Con l’iscrizione al RUNTS cambiano le regole delle partecipazioni delle for profit nelle no profit.

Con l’iscrizione al RUNTS cambiano le regole delle partecipazioni delle for profit nelle no profit.

Il tema della composizione della compagine associativa degli enti del terzo settore è stato di recente affrontato dal Ministero del Lavoro e delle Politiche Sociali che, con nota n. 1082 del 5 febbraio 2020, ha affermato la possibilità per le for profit di iscriversi al RUNTS (Registro Unico Enti Terzo Settore).

 L’intervento dell’Amministrazione origina da due quesiti posti sul tema degli associati degli enti del terzo settore: il primo quesito formulato dalla Regione Piemonte riguarda le realtà che possono comporre la base sociale di un Ets, il secondo concerne la possibilità per gli Ets di accogliere, all’interno della propria base associativa, le imprese.

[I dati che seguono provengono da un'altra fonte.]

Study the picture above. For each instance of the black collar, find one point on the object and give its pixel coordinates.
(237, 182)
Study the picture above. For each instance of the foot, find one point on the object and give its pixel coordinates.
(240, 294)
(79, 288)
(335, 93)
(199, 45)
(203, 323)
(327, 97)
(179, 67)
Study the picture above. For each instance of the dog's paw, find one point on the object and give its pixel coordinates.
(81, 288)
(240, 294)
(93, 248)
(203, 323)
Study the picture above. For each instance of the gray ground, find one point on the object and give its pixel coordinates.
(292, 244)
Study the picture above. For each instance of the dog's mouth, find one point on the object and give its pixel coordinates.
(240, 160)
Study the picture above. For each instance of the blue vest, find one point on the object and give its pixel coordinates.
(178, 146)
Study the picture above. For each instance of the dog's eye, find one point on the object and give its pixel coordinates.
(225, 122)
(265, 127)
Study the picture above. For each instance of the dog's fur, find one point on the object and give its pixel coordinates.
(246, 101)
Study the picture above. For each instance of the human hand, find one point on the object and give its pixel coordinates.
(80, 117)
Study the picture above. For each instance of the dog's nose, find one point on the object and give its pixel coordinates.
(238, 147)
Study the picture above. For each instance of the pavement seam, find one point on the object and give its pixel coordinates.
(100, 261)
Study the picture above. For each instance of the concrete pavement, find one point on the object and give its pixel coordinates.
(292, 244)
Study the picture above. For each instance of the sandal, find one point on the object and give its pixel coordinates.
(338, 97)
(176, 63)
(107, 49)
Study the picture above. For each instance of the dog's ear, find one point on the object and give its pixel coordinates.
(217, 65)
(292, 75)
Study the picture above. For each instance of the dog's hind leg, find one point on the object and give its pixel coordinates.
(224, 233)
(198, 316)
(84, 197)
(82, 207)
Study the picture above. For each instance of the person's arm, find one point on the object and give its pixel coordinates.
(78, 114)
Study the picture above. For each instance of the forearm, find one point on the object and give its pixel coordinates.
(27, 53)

Il Ministero per affrontare le questioni segue l’indirizzo interpretativo in precedenza espresso dall’AdE, con circolare 31/E/2011, e richiama i principi di cui all’art 1 Codice del Terzo settore di libertà associativa e autonomia negoziale secondo cui l’ente è libero di individuare l’assetto strutturale che ritiene più idoneo ad assicurare il perseguimento, senza scopo di lucro, delle finalità civiche, solidaristiche e di utilità sociale.

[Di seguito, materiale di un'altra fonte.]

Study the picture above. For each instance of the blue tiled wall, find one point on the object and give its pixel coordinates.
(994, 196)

È proprio sulla scorta del suddetto principio che si supera il dubbio sulla possibilità per gli Ets di accogliere, all’interno della propria compagine associativa, le imprese profit: l’art 4 comma 2 del D.lgs. 117/17 infatti, non menziona le imprese tra i soggetti che non possono essere qualificati come Ets, diversamente da quanto previsto in materia di disciplina delle imprese sociali all’art. 4 comma 3 del D.Lgs 112/17 laddove invece è esclusa “l’attività di direzione e coordinamento o detenzione in qualsiasi forma del controllo di un’impresa sociale”.

Il Ministero chiarisce che gli enti con finalità di lucro non incontrano alcuna preclusione nell’ambito del terzo settore e, pertanto, gli stessi possono costituire o partecipare successivamente alla base associativa degli Ets nonché detenerne il controllo nell’osservanza formale e sostanziale delle finalità solidaristiche, senza scopo di lucro, e nello svolgimento in via esclusiva o principale di una o più attività di interesse generale.

Le sinergie create da tali forme di partenariato nel campo dei servizi del terzo settore a favore della collettività, ampliando l’ambito di partecipazione, possono consentire in concreto un miglioramento dell’offerta dei servizi sociali.

Ammessa la partecipazione delle profit nella compagine associativa, spetterà alle amministrazioni competenti, ossia all’Ufficio del RUNTS, compiere controlli sulla concreta osservanza delle norme poste a presidio della natura e della finalità degli Ets per evitare un uso elusivo delle disposizioni di vantaggio previste dalla normativa vigente.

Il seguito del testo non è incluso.